Sunday, 16 March 2025

Spirit Of Yorkshire Filey Bay Orange Wine Cask

Whisky Festivals are a great place to try a wide selection of drams, it you're lucky a Brand ambassador might offer you something special from under the table!


At the recent Southport Winter festival I was lucky enough to try a Filey Bay dram finished in Orange Wine Barriques.




Bottler notes:

Over the last few years, deep within our warehouse, four ex-orange wine barriques have been happily maturing for this deliciously different special release. But this isn’t the skin contact orange wine you’d expect to find on the list of your local artisan wine bar.

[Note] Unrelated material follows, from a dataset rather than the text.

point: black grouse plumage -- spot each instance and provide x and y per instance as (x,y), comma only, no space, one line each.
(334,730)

“Vino Naranja del Condado de Huelva” comes from a very specific part of Spain, taking the sunshine and oranges that the south is famous for. Made in a similar way to other fortified wines but with a key difference: the grape spirit used to fortify the base wine has been aromatised with orange peel before being matured.
 
Matured for just over 7 years, firstly in ex-bourbon casks for 3 years and 3 months, to soften the spirit, before being reduced to 50% abv and then re-racked into orange wine casks for a further 3 years and 10 months.

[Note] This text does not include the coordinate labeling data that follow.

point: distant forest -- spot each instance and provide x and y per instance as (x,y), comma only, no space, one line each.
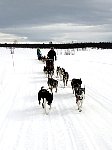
(101,45)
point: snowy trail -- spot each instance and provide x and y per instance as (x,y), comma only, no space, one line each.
(23,123)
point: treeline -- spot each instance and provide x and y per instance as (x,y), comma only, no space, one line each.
(102,45)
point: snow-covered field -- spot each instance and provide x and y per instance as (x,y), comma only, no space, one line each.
(23,123)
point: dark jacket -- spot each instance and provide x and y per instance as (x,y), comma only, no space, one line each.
(52,55)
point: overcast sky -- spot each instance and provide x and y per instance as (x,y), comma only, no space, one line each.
(55,20)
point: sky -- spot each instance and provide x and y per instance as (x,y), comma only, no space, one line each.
(23,122)
(55,20)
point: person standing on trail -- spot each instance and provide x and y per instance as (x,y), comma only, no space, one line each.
(39,55)
(52,54)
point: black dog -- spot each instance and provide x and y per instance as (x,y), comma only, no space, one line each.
(52,83)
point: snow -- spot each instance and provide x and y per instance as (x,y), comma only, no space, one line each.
(24,124)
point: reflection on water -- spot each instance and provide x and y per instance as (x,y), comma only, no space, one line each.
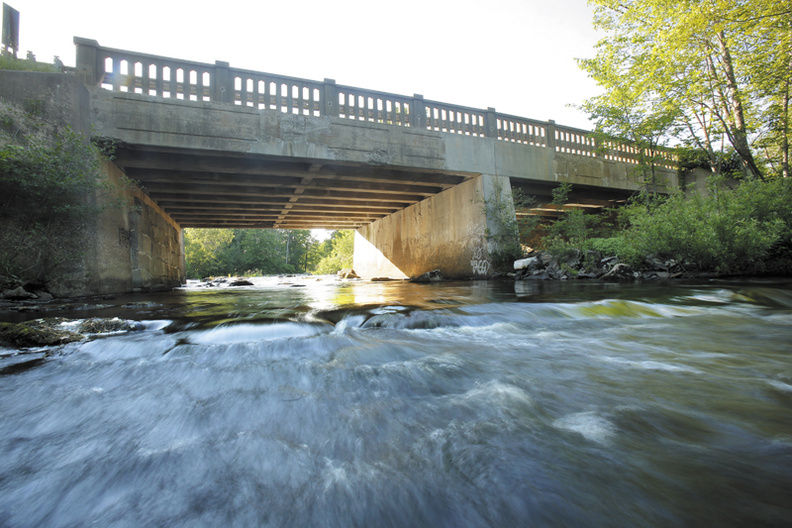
(323,403)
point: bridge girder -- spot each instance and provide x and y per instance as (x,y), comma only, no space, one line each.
(210,189)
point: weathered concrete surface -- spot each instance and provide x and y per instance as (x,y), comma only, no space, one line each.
(218,127)
(137,246)
(132,244)
(451,231)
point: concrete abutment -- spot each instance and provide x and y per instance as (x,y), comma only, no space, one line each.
(456,231)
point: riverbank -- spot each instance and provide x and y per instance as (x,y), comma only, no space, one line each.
(451,404)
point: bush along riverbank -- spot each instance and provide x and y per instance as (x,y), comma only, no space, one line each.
(591,264)
(740,230)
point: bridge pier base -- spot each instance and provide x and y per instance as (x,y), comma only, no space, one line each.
(456,231)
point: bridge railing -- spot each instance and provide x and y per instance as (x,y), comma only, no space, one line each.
(127,71)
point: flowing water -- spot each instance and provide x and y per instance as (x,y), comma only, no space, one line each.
(356,404)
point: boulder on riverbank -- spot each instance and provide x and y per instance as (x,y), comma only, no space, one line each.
(58,331)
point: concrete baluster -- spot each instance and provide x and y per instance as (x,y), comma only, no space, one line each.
(418,112)
(223,83)
(550,135)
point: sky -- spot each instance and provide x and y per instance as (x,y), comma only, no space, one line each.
(517,56)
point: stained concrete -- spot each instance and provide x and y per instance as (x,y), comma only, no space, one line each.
(452,231)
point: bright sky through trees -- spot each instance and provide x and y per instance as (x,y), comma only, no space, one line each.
(514,55)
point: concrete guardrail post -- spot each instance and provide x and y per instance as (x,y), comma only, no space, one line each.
(491,125)
(88,68)
(223,87)
(329,106)
(418,112)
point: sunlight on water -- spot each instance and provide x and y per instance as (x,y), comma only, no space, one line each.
(304,402)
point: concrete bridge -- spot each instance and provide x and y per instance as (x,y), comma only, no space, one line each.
(215,146)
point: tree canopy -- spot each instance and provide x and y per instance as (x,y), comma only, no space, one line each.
(211,252)
(714,74)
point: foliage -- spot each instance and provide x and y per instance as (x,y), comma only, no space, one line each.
(202,250)
(212,252)
(728,230)
(341,249)
(48,189)
(707,72)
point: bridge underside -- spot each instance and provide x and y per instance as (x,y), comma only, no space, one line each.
(232,190)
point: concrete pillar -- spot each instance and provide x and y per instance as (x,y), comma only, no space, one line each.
(456,231)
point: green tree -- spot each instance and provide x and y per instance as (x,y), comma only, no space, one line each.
(703,71)
(203,249)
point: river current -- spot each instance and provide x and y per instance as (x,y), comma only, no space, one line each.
(306,403)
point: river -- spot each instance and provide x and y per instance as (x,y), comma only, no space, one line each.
(318,403)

Over the years the abv has slowly slipped away as the angels took their share. In this very rare example, the strength in the bottle of 46.2% is the strength that the whisky reached in the cask all on its own with no final reduction before bottling.

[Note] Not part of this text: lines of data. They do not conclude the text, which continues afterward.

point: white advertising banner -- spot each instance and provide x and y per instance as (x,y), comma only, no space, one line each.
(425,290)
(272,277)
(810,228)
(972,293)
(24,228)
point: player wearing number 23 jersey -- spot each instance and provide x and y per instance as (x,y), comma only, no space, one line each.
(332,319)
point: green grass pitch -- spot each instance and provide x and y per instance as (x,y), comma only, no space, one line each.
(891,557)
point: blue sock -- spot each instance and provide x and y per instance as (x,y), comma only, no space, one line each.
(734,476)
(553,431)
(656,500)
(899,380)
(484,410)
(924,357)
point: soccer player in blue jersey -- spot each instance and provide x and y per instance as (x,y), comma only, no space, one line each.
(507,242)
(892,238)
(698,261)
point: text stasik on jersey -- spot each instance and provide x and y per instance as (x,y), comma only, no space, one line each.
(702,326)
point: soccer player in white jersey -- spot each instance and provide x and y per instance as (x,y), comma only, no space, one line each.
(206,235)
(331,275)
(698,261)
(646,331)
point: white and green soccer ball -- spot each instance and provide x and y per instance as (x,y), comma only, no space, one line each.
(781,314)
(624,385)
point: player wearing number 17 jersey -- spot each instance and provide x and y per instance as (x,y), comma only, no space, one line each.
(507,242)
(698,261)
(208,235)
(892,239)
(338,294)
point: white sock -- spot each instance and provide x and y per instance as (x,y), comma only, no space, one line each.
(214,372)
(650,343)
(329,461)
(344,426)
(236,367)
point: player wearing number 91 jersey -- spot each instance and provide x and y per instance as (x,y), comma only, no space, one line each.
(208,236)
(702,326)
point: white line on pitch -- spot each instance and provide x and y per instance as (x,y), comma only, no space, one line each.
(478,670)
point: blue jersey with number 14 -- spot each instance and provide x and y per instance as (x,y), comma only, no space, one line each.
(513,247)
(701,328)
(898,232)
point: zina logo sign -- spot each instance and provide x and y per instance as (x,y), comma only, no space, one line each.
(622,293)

 Soft and fruity with flavours of orange cake, honeycomb, ripe citrus and stone fruits.


Let's see what it's like.... 

Appearance
: Mid gold in the glass, swirls cling as a thin line take an age to bead up and fall as slow thin legs.


Nose: Oranges of every kind! Sweet orange flesh, orange marmalade, chocolate orange cake etc. There's some lovely apricot, peach and hints of dates.

Palate: thick, sweet arrival: runny orange marmalade, honey and a little caramel. It's juicy, mouth coating and yummy! A little spice as the liquid disappears. Each sip starts with sweetness, develops into soft fruit and citrus and ends with a lovely spice. 

Finish: Lingering orange marmalade, dried fruit, cinnamon spice and a hint of cask char.

Overall: It's not overly complex, it's at a nice drinking strength but it's just too bloomin expensive. When I tried this I immediately put it on the 'to buy' list but when it was released I was very disappointed to see the price : £85. Yes I get that there are only 1,100 bottles, it's a limited release and the casks were probably expensive but £85 for a 46% ABV whisky is just far too much in this day and age. 

Compared to other English distilleries it's maybe £10 too expensive. Cotswolds 'finished' whiskies (e.g. PX) come in at around £76 at 57% ABV. White Peak's Moscatel, Madeira and Rum finishes, all batches of less than 1,000, all 50%+ are around the £75 mark. Go north of the border to similarly sized distilleries and Glasgow 1770 release their small batches Marsala, Cognac etc at less than £60 at 55%+ ABV.